Who is after the artist, and why? As a young girl, Shiloh witnessed her mother’s murder, but she has long had no recollection of any details. Under a therapist’s care, however, she may have recovered repressed memories that could help investigators identify and apprehend the killer. Unless the murderer, or perhaps others with a competing interest in silencing Shiloh, find her first.


So the stakes are high for the country star. Her stepfather says letters she wrote to him have been stolen. A friend of Shiloh’s is murdered, and letters Shiloh wrote to her disappear as well. Shiloh’s therapist is murdered and her files are destroyed.


The would-be rescuers have problems of their own.

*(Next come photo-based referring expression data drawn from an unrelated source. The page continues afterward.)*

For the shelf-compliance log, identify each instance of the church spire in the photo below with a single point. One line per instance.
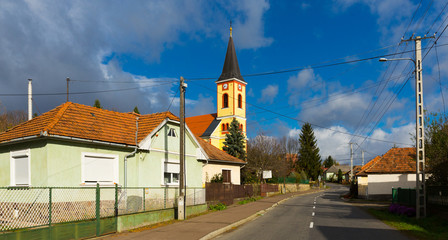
(231, 68)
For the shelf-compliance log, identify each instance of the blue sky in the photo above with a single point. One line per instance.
(147, 45)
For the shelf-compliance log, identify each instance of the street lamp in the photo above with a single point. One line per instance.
(420, 189)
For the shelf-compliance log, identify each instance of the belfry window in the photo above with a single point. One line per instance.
(240, 101)
(225, 100)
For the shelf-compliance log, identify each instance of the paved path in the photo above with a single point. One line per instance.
(201, 226)
(315, 216)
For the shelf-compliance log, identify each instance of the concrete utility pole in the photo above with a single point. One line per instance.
(68, 80)
(182, 177)
(30, 99)
(419, 125)
(351, 161)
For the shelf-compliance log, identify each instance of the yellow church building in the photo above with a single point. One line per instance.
(231, 103)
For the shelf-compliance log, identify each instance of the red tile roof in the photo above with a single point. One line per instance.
(86, 122)
(215, 153)
(198, 124)
(396, 160)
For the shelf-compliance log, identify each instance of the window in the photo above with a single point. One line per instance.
(20, 168)
(226, 176)
(99, 168)
(171, 172)
(240, 101)
(172, 132)
(225, 100)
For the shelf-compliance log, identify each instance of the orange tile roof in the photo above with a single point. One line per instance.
(396, 160)
(86, 122)
(367, 166)
(215, 153)
(198, 124)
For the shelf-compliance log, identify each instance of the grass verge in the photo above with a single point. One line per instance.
(424, 228)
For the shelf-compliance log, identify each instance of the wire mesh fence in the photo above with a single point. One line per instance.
(40, 206)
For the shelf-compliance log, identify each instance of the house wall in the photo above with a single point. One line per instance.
(58, 163)
(382, 184)
(210, 169)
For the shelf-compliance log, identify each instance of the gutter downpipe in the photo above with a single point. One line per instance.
(130, 154)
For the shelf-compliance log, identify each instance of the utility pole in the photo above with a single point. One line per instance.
(351, 161)
(182, 177)
(362, 154)
(420, 189)
(68, 80)
(30, 99)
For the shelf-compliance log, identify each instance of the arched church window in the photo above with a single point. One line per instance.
(225, 100)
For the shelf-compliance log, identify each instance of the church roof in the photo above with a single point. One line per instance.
(231, 68)
(203, 125)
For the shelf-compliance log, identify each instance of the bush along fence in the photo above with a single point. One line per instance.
(98, 207)
(227, 192)
(436, 195)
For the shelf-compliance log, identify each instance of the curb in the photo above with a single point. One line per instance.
(250, 218)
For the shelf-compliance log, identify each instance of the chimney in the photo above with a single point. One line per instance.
(30, 99)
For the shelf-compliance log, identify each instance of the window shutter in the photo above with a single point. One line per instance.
(21, 170)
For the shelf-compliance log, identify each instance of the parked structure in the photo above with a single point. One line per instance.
(394, 169)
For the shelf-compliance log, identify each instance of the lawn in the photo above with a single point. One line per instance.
(432, 227)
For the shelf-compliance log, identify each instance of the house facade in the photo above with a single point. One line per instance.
(395, 169)
(76, 145)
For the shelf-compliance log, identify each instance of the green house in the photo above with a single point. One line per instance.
(77, 145)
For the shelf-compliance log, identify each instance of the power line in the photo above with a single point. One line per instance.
(299, 120)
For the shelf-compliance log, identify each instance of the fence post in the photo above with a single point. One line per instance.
(97, 209)
(50, 201)
(116, 200)
(144, 201)
(164, 198)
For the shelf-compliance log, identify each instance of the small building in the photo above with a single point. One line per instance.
(396, 168)
(77, 145)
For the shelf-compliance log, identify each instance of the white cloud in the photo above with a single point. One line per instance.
(333, 142)
(268, 94)
(305, 79)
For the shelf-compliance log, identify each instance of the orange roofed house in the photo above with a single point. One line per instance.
(396, 168)
(212, 128)
(78, 145)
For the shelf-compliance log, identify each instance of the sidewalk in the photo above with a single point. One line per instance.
(209, 225)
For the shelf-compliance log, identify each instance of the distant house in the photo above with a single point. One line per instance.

In addition to O’Connor, their ranks include the singer-songwriter’s stepfather, two men with law-enforcement backgrounds who claim to be FBI agents; and Stormy Two Knives, an Ojibwe ex-con traveling with his young son, Louis. Two Knives’ uncle, who has disappeared, is the guide who took Shiloh into the wilderness, and Louis seems to know the route, so the agents coerce Two Knives into bringing the boy along.


The agents are domineering, and they view Two Knives with suspicion. The feeling is mutual, and although O’Connor tries to smooth the waters, tensions mount after one of the agents is killed with an axe. The murder occurs while the group is camping in the wilderness and the victim is alone on sentry duty. Suspiciously, Two Knives, armed with an axe, is out in the nearby woods at the same time, ostensibly collecting firewood.


If that isn't troublesome enough, the situation deteriorates further, for Shiloh and for the rescuers. Louis, the 10-year-old Ojibwe boy, emerges as a hero, but the bad guys in Boundary Waters are very bad indeed, as we soon learn.


It takes a while for the reader to determine whether some of the characters are friend or foe, adding another layer of suspense to the fast-moving plot. Even the presumed motive for killing Shiloh — to prevent her from revealing her mother’s murderer — comes into question as the novel unfolds.


As in the first book in the series, the Anishinaabe are a visible and important element in Boundary Waters, in part because of O’Connor’s mixed ancestry. (Anishinaable is a collective term for several indigenous peoples, including the Ojibwe.) Krueger judiciously inserts a smattering of Anishinaabe lore, beliefs and vocabulary into the narrative (with translations, of course).


That indigenous presence is keenly felt throughout Boundary Waters, adding a compelling perspective that makes this well-told tale all the more enjoyable.